Esto es duro, porque mi hija la primera noche pudo levantarse unas 50 veces y estuvimos dos horas llevándola a la cama constantemente entre lloros y rabietas. Pero cuando estábamos a punto de ceder, al final se quedó dormida y se dio cuenta de que lo más fácil era dormirse en su cama porque estábamos fuertes en nuestra decisión. La primera noche fue terrible, pero la segunda noche apenas se levantó tres veces, y después nunca más.

Mientras lo haces, piensa que es mejor ser dura una noche que estar peleando con el niño todos los días. Eso tiene más desgaste para vosotros y para el niño.

4- Seguramente el niño intentará exponer todo su arsenal de excusas para no irse a la cama: sed, hambre, pis, me duele la tripa… En esos casos, debes llevarle al baño pero sin hablarle, cuando termine le devuelves a la cama. No le regañes si no hace pis, o no bebe, simplemente le devuelves a la cama.

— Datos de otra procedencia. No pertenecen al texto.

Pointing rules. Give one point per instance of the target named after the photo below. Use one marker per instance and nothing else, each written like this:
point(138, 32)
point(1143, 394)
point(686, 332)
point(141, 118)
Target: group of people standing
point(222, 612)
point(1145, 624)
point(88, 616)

Si dice que está malito, le pones el termómetro, pero sin hablarle, le pones calor en la tripa… pero en su cama. Si está bien continúas con la técnica, si no, deberás atender a tu hijo y dejar la técnica para dentro de unos días cuando se encuentre bien.

Lo más importante es no perder el control, no perderte con tu hijo en discusiones que no os llevan a nada, simplemente ser firme en la decisión y tener una voluntad de hierro. ¡Os aseguro que funciona!